According to statistics, nearly 65% of new shows that premiere on television in a single year are cancelled.  And this is within the period between the first and second season. These are the facts of modern day entertainment. while most viewers are disappointed when their favourite TV series comes to an untimely end, it’s nothing that warrants drastic action or anything beyond an angry Facebook post aimed at the responsible network. This is in no way due to the lack of passion or love for the show, it is a simple acceptance of a fact that seems unchangeable.  A fan is but one individual, and the network which produces the show is a large conglomerate, an entity with considerable power and influence. What can be realistically achieved by a single act of protest?

And then there’s the argument that there are far more atrocious injustices taking place on a global scale which makes fighting or spending time on a cancelled television show seem rather senseless or even frivolous. At the end of the day, it’s a TV show, there are people around the world who are starving, wars and pestilence which are ravaging entire nations.  Aren’t there worthier causes on which to spend one’s energy? The choice seems all too clear. Once again.
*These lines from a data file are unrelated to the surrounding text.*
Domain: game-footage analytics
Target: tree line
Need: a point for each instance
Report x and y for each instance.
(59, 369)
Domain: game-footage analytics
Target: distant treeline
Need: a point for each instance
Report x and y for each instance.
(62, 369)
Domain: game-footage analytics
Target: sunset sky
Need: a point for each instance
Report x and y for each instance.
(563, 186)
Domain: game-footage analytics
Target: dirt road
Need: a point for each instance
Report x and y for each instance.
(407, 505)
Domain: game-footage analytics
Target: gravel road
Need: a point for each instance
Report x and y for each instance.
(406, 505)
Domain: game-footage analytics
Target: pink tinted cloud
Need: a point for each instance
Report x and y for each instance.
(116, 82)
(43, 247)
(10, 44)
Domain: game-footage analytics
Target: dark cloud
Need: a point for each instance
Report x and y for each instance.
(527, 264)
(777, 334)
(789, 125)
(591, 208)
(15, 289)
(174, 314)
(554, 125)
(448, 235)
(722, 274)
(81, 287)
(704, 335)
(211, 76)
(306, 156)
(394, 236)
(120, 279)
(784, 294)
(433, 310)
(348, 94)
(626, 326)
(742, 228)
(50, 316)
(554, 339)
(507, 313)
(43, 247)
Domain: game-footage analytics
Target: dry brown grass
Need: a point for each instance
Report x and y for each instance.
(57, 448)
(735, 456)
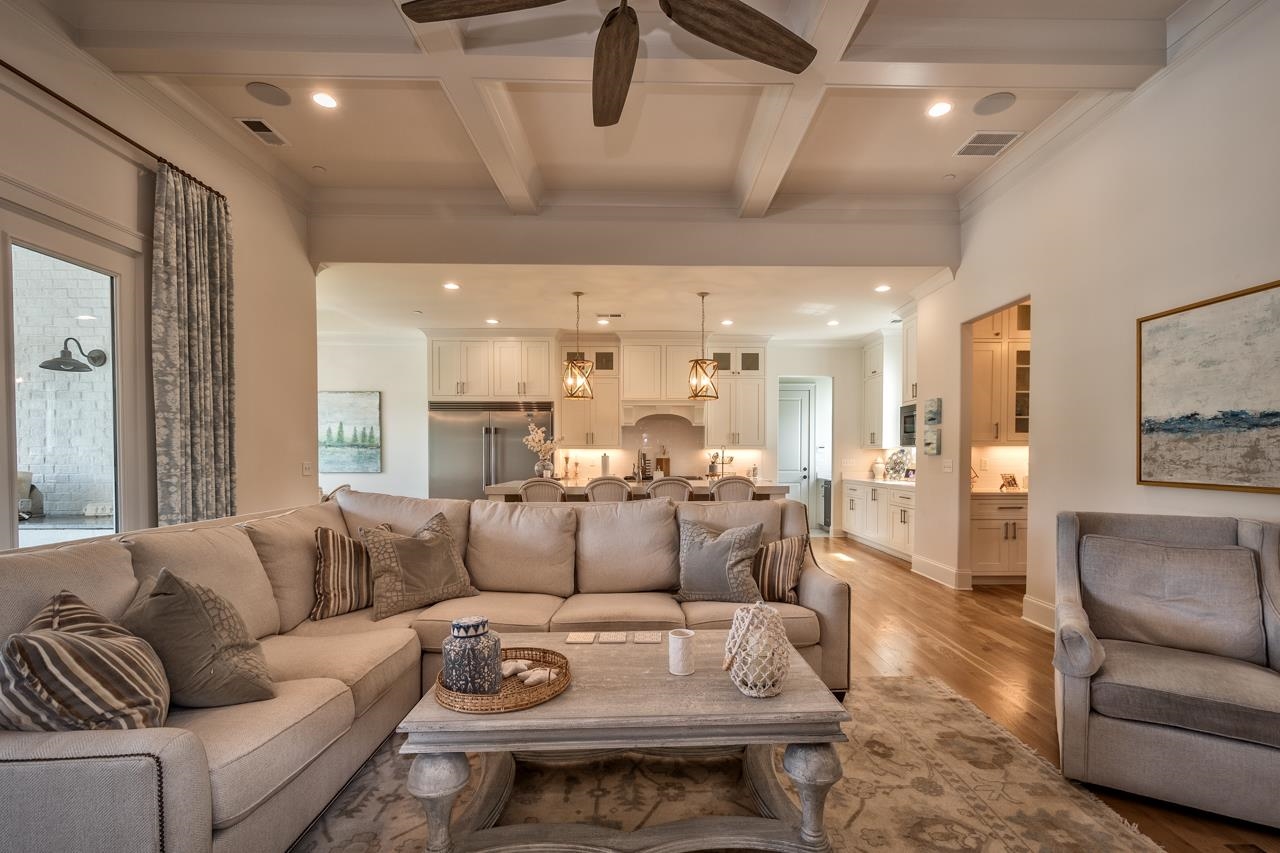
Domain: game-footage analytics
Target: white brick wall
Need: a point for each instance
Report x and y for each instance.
(65, 422)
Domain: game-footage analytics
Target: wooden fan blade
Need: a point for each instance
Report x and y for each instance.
(434, 10)
(735, 26)
(616, 49)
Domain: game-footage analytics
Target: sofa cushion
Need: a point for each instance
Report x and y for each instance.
(1200, 600)
(99, 573)
(405, 514)
(287, 546)
(368, 664)
(202, 642)
(627, 547)
(1207, 693)
(800, 623)
(504, 611)
(618, 612)
(521, 547)
(222, 559)
(735, 514)
(255, 749)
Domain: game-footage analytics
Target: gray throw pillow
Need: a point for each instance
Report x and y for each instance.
(415, 571)
(718, 566)
(210, 657)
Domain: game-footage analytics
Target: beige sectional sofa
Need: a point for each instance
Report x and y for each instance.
(251, 778)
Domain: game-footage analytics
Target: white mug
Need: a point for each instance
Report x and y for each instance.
(680, 652)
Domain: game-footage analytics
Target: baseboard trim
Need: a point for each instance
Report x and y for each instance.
(940, 573)
(1041, 614)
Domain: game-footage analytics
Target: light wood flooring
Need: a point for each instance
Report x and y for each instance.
(977, 642)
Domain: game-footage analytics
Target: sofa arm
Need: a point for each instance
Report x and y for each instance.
(1077, 652)
(827, 596)
(138, 790)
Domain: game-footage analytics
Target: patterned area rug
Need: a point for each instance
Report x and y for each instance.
(924, 770)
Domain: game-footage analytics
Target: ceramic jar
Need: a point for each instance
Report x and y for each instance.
(472, 657)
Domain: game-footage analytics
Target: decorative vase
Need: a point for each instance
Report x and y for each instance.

This kind of argument would apply to a linear world, a place in which value and worthiness can be quantified, measured on a scale with value allocated accordingly. Is satisfying someone’s hunger more or less worthy than lifting someone depression or providing hope to those with suicidal ideation? What’s more empowering? Giving someone a sandwich? Or helping them understand the inherent value in their lives and possibilities for improvement? How can we quantify and calculate the impact of self-awareness, overcoming beliefs steeped in prejudices and hatred? Or the significance of finding the courage to listen to your intuition in spite of what odds and oppositions are stacked against you? Why is a piece of exquisite art any less worthy of fighting for than a plot of land, a borderline, a way of life or a religious ideology? It is perhaps, the most influential medium of all, the great leveller, which lets us see ourselves and others without cultural and societal filters. Sometimes, a flatscreen is more useful than a bed to call one’s own. “The bed keeps you in a slum, the flatscreen takes you out” Capheus declares, out to understand, touch and feel worlds beyond our limited existences and communities.  It is what connects us to what it means to be human and no other piece of entertainment has ever explored it as deliberately as Sense8.

Sense8 was cancelled after only 2 seasons but was renewed a month later due to the persistence of a fan movement that followed this instilled instinct that art is love made public and what they so dearly loved is worth fighting for. And the show’s message of inclusivity and that each “I ” is Also a “We” is what propelled more than 500,000 fans around the world to let their voices be heard and campaign for a show which taught them both the value of their voices as well as the value of art. Separation just may as well be an illusion as half a million individuals who have never crossed paths except in their collective love of a single piece of art stood up to one of the world’s largest internet streaming services and entertainment networks and won. Therein lies the difference.The narrative has been altered. An almost missable alteration perhaps, but one that will have a ripple effect on the future generations who may take the road less travelled, Sense8ing the potential for change we all hold in our hearts.